Открывая спозаранку глаза, пытаясь покончить с назойливыми видениями и роением случайных мыслей, он торопился ещё до кофе сосредоточиться на скрытных противоречиях стены и фрески, издавна терявшихся в хвалебных ли, ругательных оценках инерционного восприятия, но ныне, совсем недавно, увиденных прозорливым Юрием Михайловичем, если угодно – ЮМом: отчётливо увиденных, будто метафизическую тьму расколола молния, в волнующе новом свете, тем паче что абстрактные, казалось бы, противоречия между твёрдокаменными принципами и вольной кистью зримо, причём с редкостной полнотой, выражали и олицетворяли, как осенило, два великих венецианца, зодчий и живописец – современники, друзья, хотя вопреки близости своей – такие разные по творческим устремлениям, пожалуй – художественные антиподы. Германтов торопился сосредоточиться на комплексе идей, призванных не только посрамить ходячие представления и поверхностные восторги, но и кристаллизовать потайные, растворённые в былых гармониях сущности…
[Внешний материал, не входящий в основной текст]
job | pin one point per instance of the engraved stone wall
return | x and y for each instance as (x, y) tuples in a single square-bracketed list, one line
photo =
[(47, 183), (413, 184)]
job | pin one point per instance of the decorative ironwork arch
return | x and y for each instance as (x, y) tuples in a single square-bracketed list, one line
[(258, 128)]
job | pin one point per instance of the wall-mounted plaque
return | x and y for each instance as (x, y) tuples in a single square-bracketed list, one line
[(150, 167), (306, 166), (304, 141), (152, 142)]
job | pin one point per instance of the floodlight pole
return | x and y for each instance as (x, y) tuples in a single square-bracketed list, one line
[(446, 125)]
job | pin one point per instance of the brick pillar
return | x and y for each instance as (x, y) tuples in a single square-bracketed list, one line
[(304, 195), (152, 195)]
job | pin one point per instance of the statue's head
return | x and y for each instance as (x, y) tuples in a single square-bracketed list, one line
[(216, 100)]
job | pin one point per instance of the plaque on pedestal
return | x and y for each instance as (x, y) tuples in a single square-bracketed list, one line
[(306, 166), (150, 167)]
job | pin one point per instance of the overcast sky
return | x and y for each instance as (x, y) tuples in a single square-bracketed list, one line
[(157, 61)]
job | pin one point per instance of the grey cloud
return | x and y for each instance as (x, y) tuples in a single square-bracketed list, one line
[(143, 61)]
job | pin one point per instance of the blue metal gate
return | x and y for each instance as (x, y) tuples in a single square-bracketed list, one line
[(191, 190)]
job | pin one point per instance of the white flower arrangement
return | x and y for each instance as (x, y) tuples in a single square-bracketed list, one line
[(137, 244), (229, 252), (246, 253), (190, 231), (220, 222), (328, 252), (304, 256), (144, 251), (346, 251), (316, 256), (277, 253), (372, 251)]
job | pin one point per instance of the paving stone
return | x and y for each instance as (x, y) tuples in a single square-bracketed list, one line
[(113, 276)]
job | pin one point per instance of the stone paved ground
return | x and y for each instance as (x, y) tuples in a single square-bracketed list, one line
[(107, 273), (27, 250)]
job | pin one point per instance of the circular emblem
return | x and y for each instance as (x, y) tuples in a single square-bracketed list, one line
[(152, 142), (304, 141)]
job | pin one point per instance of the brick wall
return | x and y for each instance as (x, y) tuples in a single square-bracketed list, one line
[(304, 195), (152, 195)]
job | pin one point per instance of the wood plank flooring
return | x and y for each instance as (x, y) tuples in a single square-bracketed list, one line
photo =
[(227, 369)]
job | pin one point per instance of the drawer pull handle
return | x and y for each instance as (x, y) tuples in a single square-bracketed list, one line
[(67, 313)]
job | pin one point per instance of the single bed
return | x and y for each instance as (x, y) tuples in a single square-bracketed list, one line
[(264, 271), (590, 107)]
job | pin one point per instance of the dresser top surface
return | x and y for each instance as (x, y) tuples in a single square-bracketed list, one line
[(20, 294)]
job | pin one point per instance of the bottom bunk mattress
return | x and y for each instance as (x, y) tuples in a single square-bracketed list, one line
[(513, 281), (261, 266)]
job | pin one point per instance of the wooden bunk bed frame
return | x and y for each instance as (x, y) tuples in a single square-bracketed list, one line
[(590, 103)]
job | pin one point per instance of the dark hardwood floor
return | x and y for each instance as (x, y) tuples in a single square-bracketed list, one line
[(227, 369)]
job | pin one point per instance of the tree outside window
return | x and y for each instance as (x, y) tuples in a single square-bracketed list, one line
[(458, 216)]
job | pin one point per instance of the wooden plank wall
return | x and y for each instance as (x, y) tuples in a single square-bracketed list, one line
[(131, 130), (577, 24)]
Идеи вкупе с попутными соображениями вели… Файл «Соображения» в сверхбыстром портативном компьютере распухал неудержимо… И как же столько всякой всячины умещалось в спрессованной безразмерной памяти? Так-то, едва родившись из тьмы, идеи, довольно-таки безумные и сами по себе, обрастали попутными и, как нарочно, престранными соображениями, но – будто одушевлённые! – вели к ещё непрояснённой до конца цели, подчиняли себе разнонаправленные позывы.

И властно подчинив себе прежде всего внутренний голос Германтова, требовали: сосредоточиться, сосредоточиться…

Да, теперь или никогда, теперь или никогда.

Да, март уже, до отлёта – всего-то ничего оставалось.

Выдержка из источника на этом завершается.